To build a $10m ARR business @ $100/mo, you'll need 10,000 SaaS customers.
To acquire 10,000 SaaS customers, you'll need roughly 1m SaaS leads (100x).
Market test: Are there 1m SaaS companies?
A quick online search will reveal only 30,000 active SaaS companies in 2023.
Will the SaaS segment grow 33x in the next three years? Unlikely. It only grew 3x in the last ten years.
Conclusion: Given this goal, target customer segment, and price point, this model isn’t viable.
Fixing the Model
I won’t lie to you. The Rapid Viability Test invalidates more models than it validates, but this is still a good thing.
It’s good because you avoid spending needless months going down a dead-end path — building a business that won’t live up to your ambition even in a best-case scenario.
More importantly, because the Rapid Viability Test uses just a handful of metrics, you quickly learn why a particular model breaks a model - allowing you to identify key levers to fix the model — all from the comfort of your armchair.
If your model cannot work on paper, it won’t work outside the building, either.
I’ll leave you with an exercise. How would you fix the model above, assuming we don’t want to compromise on our goal i.e. lower our MSC from $10m ARR in 3 years?
Leave a comment below.
Consider reviewing your customer-problem matching hypothesis. If you can't charge more, then the problem isn't intense enough for that segment (which may also illustrate that your value proposition isn't uniquely suited for solving a high value problem, and/or you do not have a strong enough unfair advantage).
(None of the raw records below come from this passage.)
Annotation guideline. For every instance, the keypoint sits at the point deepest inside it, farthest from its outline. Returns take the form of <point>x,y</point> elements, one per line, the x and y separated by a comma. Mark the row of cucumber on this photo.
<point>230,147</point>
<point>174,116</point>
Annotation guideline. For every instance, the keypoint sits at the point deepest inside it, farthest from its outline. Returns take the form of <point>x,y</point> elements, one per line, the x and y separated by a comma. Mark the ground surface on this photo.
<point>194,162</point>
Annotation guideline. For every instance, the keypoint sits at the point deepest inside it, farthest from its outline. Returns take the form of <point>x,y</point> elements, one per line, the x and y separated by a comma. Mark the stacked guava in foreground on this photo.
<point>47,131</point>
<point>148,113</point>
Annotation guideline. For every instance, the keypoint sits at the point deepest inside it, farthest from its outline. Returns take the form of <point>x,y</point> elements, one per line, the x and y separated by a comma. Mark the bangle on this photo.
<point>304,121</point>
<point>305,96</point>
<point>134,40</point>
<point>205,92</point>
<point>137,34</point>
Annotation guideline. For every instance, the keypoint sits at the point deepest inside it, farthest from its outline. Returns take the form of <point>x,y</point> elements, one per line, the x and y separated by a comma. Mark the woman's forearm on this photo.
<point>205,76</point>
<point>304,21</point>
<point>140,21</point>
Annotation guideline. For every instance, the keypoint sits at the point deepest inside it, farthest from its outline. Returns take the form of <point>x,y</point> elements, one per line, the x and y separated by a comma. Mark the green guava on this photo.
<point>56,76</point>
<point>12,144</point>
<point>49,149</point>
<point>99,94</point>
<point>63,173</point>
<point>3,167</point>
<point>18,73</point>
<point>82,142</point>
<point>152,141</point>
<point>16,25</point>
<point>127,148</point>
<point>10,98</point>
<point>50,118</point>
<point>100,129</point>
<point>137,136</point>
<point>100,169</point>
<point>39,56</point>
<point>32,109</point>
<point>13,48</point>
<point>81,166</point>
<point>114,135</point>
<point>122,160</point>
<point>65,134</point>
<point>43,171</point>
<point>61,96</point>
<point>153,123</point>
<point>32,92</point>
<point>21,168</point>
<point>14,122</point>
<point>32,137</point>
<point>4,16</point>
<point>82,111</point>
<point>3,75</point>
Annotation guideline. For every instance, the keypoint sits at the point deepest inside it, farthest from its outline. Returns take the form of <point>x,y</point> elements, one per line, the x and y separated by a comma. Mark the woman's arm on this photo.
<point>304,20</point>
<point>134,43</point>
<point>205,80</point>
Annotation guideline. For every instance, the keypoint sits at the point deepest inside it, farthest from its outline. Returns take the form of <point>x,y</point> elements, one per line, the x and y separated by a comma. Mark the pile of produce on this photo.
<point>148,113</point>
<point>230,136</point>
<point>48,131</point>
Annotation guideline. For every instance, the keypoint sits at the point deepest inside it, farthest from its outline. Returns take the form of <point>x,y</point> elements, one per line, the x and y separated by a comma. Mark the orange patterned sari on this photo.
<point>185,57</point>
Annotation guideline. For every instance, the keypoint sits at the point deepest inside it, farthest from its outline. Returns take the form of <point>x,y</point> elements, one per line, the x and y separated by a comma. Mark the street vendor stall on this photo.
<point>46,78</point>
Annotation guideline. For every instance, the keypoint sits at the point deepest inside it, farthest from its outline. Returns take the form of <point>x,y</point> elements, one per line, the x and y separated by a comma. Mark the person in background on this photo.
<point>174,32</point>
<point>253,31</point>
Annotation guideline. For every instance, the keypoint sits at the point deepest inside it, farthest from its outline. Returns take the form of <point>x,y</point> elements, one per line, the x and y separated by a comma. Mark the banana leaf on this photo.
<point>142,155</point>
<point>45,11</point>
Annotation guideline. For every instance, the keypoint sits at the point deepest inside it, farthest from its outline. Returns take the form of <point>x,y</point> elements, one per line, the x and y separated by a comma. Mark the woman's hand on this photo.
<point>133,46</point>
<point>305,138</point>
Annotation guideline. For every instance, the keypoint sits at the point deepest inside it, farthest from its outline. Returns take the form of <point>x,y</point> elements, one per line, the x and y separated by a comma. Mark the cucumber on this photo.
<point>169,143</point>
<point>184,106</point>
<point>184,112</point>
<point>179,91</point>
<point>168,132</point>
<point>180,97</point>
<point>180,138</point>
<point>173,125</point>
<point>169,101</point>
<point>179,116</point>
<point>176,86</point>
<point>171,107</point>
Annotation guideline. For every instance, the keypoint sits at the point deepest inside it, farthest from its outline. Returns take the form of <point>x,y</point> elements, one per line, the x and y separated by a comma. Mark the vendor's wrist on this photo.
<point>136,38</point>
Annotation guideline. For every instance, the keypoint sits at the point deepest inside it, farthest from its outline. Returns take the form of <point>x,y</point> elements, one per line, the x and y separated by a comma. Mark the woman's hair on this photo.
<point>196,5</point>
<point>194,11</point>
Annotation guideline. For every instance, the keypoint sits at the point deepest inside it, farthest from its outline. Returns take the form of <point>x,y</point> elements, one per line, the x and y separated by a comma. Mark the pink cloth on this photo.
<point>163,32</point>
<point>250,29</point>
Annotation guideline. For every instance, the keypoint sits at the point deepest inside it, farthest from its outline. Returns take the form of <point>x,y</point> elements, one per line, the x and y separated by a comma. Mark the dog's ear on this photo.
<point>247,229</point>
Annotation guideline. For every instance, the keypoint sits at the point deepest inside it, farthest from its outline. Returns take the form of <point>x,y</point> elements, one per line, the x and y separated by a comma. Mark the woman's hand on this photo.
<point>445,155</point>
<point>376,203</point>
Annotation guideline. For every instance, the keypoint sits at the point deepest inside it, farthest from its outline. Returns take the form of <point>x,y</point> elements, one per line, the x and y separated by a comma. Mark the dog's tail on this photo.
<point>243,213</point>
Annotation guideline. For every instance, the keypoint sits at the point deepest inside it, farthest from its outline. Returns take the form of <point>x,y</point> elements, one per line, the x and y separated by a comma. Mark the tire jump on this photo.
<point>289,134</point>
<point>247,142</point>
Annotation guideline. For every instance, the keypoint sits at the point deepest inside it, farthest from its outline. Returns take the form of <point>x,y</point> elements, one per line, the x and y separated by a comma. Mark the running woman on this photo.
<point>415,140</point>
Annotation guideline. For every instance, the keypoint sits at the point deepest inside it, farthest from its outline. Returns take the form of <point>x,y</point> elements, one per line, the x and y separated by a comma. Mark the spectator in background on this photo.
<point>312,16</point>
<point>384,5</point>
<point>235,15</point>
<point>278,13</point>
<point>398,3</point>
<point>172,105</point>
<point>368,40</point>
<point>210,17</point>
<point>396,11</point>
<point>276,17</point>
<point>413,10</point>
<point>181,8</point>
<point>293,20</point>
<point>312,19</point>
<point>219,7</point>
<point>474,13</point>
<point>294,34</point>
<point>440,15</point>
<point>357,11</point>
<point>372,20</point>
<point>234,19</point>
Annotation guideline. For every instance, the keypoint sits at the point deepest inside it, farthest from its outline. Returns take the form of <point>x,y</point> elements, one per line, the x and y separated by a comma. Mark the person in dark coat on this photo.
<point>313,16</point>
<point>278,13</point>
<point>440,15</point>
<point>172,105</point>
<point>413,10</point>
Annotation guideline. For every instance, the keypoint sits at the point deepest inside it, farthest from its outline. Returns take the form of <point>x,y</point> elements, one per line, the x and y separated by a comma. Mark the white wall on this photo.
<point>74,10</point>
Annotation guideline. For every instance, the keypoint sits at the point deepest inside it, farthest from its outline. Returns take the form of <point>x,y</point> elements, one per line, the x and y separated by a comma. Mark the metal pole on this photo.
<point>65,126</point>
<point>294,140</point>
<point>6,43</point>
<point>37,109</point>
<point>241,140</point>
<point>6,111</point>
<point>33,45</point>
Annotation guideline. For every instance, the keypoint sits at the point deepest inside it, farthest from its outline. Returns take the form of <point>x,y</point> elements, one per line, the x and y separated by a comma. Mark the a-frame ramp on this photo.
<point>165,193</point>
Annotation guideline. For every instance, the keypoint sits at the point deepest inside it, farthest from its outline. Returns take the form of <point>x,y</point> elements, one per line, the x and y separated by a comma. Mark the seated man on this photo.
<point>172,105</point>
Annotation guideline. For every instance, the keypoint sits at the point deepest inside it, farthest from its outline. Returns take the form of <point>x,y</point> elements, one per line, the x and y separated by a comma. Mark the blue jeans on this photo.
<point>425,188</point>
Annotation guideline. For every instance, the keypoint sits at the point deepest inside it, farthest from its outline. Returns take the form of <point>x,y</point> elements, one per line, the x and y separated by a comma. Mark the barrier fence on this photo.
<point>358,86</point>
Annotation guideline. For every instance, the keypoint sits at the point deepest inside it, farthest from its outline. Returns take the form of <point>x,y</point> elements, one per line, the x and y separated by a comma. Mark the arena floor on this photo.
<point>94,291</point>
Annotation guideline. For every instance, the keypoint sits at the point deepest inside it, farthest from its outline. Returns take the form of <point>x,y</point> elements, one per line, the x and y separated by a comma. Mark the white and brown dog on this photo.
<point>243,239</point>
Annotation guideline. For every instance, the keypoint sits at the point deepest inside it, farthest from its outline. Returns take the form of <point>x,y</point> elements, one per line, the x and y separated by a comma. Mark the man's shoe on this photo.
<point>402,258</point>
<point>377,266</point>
This an excellent and extremely valuable article. When embarking on a new startup/idea/innovation, the founder’s ambition and bias for positive thinking is so strong that it leads so many of us to burn years of time, money and career opportunity before realising something never had the potential to meet our ambitions no matter the effort put in.
Typically the process of sizing market potential is so onerous - especially for a market that does not really exist yet - that it is tempting to skip the step and proceed on faith.
The speed and simplicity of this approach is a potential counter balance to that. I look forward to trying it.